A love letter to white people this Halloween: Stop colonizing the lives, land, and stories of others.


Published - 31 October 2019

In Spring 2019, we had a healing justice workshop focused on how whiteness shows up in health, healing and wellness spaces in our community and the role of white folks in dismantling it. This blog post was co-written and inspired by several participants who shared space and conversation, posted here with their permission. 

There have been many conversations regarding what cultural appropriation looks like, and to what extent we all participate in it. Cultural appropriation can be defined as the “cherry picking” or selecting of certain aspects of a culture, and ignoring their original significance for the purpose of belittling it as a trend or benefiting from it.  

Cultural appropriation is a form of violence that stems from the history of colonization and stealing of this land, enslaving people from Africa, and really, the racist history and ongoing genocide of native peoples perpetatued by white supremacist culture. 

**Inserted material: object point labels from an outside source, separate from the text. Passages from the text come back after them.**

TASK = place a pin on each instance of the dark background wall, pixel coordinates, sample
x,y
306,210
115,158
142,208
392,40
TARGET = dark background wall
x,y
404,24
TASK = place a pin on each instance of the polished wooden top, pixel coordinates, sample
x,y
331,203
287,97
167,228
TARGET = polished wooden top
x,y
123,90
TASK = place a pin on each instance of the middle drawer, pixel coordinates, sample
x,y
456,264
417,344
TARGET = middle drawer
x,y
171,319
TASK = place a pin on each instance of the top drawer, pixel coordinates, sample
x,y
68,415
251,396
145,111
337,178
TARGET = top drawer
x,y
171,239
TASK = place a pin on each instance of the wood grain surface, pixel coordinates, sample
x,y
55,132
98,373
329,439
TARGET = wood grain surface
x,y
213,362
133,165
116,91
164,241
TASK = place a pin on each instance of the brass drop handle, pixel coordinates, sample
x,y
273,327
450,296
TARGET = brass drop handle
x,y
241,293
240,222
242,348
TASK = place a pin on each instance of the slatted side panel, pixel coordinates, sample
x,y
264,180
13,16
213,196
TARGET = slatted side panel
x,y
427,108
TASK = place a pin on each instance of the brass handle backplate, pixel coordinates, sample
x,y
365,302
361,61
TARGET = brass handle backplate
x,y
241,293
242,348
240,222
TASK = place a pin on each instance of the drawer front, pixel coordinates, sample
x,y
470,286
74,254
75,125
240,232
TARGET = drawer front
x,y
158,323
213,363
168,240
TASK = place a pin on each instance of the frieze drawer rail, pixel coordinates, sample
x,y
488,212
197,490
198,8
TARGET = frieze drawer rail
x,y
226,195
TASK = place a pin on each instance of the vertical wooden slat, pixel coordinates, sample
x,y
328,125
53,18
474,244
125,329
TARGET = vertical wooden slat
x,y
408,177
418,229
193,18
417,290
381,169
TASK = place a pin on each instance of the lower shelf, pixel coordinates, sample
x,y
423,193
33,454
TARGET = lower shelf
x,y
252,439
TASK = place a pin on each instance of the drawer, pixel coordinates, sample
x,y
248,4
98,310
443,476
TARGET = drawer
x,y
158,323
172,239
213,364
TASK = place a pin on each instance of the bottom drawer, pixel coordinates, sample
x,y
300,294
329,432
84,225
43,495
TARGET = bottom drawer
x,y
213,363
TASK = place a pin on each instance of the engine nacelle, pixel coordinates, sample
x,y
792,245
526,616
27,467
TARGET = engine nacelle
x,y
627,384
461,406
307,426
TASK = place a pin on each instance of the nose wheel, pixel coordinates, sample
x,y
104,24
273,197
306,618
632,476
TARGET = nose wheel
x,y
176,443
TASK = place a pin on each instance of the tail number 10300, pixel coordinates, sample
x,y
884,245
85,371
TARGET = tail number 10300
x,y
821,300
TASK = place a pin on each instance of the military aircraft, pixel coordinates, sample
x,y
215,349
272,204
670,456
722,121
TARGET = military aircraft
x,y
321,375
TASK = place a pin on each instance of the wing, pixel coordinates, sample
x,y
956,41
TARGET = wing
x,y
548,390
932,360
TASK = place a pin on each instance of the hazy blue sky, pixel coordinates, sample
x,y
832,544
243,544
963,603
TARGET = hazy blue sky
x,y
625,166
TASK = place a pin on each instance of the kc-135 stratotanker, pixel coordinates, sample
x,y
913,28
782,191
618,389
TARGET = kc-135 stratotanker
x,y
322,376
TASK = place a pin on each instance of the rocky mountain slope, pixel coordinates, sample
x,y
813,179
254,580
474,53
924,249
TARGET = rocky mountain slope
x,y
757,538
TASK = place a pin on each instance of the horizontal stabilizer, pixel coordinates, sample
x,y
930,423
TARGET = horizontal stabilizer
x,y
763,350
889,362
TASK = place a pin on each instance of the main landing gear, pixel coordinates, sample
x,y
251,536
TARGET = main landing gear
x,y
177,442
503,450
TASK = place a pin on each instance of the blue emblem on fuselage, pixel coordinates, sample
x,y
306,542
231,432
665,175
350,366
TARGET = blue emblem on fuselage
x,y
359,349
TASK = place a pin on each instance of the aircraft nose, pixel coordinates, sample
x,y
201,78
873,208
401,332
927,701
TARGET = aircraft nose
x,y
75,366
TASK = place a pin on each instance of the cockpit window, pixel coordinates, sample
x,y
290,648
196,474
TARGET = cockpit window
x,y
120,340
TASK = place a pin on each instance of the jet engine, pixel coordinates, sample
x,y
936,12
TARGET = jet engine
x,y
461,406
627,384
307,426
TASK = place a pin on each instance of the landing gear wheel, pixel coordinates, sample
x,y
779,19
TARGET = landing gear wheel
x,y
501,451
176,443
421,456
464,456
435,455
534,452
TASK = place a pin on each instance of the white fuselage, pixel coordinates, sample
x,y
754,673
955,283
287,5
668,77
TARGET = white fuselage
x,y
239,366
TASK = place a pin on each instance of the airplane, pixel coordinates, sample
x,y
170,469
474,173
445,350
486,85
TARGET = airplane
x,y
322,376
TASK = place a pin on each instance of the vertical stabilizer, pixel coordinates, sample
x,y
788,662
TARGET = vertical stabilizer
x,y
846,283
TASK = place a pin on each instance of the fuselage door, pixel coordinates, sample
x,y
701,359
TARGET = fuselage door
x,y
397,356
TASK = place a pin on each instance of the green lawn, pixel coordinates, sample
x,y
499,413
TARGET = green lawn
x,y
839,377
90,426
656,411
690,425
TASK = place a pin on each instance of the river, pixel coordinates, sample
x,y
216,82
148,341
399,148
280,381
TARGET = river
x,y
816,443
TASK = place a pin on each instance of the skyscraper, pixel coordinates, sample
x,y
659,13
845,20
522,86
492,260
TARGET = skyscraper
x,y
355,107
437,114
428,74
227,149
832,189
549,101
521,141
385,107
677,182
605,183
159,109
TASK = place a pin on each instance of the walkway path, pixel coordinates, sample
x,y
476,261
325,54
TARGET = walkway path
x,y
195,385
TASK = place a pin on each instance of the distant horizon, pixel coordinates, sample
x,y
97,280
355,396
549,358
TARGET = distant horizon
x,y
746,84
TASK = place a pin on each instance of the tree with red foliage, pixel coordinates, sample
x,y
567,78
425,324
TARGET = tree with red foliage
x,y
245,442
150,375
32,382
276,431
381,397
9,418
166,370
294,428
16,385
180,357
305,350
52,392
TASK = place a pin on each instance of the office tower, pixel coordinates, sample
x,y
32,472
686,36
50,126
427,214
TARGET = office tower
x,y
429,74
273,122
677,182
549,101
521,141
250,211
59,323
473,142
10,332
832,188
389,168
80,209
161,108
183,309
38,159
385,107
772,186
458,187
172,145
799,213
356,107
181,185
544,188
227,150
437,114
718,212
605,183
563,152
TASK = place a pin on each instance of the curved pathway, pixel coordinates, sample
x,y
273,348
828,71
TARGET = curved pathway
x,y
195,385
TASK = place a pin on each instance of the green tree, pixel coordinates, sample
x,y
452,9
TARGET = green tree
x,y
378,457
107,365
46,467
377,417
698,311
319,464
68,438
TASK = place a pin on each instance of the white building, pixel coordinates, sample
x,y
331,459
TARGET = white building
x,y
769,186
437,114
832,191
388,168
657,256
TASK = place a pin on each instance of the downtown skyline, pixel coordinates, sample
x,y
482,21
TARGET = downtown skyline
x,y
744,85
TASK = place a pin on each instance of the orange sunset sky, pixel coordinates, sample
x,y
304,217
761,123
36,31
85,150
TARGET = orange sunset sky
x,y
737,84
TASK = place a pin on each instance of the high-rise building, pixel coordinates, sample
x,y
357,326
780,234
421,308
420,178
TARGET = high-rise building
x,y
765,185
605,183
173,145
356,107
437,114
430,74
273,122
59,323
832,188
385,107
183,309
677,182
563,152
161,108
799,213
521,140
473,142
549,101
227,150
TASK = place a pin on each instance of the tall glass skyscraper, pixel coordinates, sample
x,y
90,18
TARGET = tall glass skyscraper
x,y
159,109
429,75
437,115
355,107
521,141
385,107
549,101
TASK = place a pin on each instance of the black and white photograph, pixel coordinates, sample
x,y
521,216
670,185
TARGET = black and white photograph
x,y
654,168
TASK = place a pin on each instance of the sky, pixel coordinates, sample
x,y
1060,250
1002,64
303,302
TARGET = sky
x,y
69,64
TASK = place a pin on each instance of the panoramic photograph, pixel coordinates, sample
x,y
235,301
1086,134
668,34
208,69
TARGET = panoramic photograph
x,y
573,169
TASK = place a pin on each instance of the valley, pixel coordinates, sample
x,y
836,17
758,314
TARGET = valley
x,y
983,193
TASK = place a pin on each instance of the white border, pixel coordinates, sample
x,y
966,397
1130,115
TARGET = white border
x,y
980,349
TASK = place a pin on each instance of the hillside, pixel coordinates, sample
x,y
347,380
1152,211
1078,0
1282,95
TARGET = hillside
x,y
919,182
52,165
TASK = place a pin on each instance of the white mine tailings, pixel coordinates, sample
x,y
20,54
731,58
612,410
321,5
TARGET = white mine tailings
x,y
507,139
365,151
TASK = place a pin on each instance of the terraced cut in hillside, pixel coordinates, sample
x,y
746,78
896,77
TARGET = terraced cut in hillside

White supremacy culture is that of colonization. Of taking. Of envy and of fear. The majority of white people can name no more than two generations back in our families. The majority of white people barely know where their grandparents were from, much less who their ancestors were. The majority of white people have no traditions, and the ones we have, are rooted in consumption and the superficial application of institutional religion, both of which are steeped in histories of violence. 

It is a deep, dark hole of grief and loss. White folks don’t even know what we lost. Many of us don’t know our ancestors, don’t have stories of creation and hope and family; only stories of destruction and genocide. Our coming of age ceremony is a school shooting. Our song is a ballad about rockets and explosions. Our elders die alone surrounded by their stories of family members who no longer visit them. Our cities were built by the blood of slaves, on top of the graves of native people.

This loss is real, palpable, and painful. There is a profound level of fear inherent in white people and the way we desperately grasp that which is not ours. This hole cannot be filled by our self delusion, and it represents generations of isolation and grief. It is our own generational trauma that we carry with us and pass on to our children. It hurts, and we do not know how to assuage that pain.

So we take. We take the traditions, costumes, dances, songs, and agency of marginalized groups after we have decimated their populations and destroyed their homes, and we polish these items so the suffering is obscured. We take their words out of context, and we use them to make money and to fake solidarity. We take their circles and stories and we wash them with our whiteness, and we struggle to fit them into our bloody box. We take their lands, their trails, their mountains, their rocks, and we climb and walk on them, snatching frenzied glimpses of what we want to call connection, enlightenment, being woke, and wondering why they slip through our grasp. 

We want to learn something about ourselves that we lost, and so we keep taking lives of other communities. But that one doesn’t fit, so, you know…on to the next.

The cycle needs to stop. It is the responsibility of white people to face our history and to dismantle the culture we have created. Stop hiding behind the stories and tokens of other people, and be accountable for the brutal ways we have consolidated our power and privilege. Stop pretending like you can hike, climb, meditate, or dress in hipster clothing, your way out of this power dynamic. Let’s stop with the excuses. You are powerful, and it is time to own that and to use it to fight back against the culture of death and violence that has left us spiritually and culturally bankrupt. Call out the bullshit when you see it, in yourself and in others. Stop colonizing the lives and land and stories of others. Stop perpetuating the culture of death, and instead fight for the living.